Desde que la gran mayoría de público la descubriera en ese espléndido y reivindicable entretenimiento titulado 'La máscara del Zorro' hace más de dos décadas, Catherine Zeta-Jones ha ido construyendo una trayectoria profundamente irregular. Y es que, a la hora de hacer cálculos y fijar las cantidades correspondientes en la balanza, el empate técnico entre grandes aciertos y tremendos fracasos en la cuenta de la actriz se hace más que evidente. Eso sí, el lado medio lleno de la botella resplandece con una fuerza tan especial como admirable.

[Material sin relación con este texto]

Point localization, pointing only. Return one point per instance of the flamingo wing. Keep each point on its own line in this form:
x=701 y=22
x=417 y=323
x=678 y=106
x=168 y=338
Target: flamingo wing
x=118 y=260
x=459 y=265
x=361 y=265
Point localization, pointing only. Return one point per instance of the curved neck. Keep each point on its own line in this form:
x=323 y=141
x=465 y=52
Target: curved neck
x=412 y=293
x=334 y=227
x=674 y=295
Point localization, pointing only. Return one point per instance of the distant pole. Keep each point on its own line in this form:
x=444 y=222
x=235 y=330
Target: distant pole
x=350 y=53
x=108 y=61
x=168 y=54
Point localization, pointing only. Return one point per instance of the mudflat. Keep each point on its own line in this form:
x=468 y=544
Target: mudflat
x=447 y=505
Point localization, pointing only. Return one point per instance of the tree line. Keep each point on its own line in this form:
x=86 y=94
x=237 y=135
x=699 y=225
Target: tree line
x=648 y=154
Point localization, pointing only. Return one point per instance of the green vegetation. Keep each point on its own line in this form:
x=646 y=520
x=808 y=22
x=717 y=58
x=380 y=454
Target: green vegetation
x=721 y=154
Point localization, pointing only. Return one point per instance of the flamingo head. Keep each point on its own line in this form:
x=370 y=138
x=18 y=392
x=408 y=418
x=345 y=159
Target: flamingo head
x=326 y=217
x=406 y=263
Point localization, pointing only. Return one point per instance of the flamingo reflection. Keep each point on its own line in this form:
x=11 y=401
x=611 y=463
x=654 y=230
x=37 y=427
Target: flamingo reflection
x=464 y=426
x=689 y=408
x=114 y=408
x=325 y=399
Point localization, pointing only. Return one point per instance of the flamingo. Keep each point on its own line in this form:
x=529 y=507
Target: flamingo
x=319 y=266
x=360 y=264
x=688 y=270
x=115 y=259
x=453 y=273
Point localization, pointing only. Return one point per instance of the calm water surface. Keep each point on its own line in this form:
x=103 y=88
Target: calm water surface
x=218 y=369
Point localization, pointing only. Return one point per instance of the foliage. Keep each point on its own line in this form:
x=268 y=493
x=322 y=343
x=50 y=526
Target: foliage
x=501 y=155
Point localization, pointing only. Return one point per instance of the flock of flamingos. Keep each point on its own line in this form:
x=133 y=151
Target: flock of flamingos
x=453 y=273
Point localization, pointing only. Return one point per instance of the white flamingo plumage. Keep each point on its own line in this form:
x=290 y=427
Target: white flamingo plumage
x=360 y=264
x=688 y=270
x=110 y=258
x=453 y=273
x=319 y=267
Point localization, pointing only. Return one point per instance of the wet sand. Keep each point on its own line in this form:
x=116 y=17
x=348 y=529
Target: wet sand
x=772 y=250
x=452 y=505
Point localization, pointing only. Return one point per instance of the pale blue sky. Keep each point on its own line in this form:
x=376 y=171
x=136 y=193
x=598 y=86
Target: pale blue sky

Un terreno en el que encontramos películas e interpretaciones tan destacadas y maravillosas como las de 'Chicago', trabajo con el que consiguió un indiscutible Oscar, 'Traffic', 'La terminal', 'Crueldad intolerable' o 'Efectos secundarios', entre otras. Un conjunto de propuestas en las que la presencia de la actriz conseguía eclipsar casi todo lo demás, aportando una hipnótica presencia que se veía acompañada por un talento interpretativo siempre convincente.

Con el paso del tiempo, y debido en parte a complicadas etapas de salud tanto propias como de su marido, Michael Douglas, y de un olfato profesional bastante desorientado, Zeta-Jones ha visto seriamente disminuida su participación en obras de auténtico calibre. Una lástima ya que, después de todo, nos encontramos ante una de esas intérpretes con auténtico aroma a gran estrella/diva de Hollywood, una especie en permanente peligro de extinción. Esperamos un regreso a la altura. Mientras tanto, sigamos disfrutando con su mejor versión.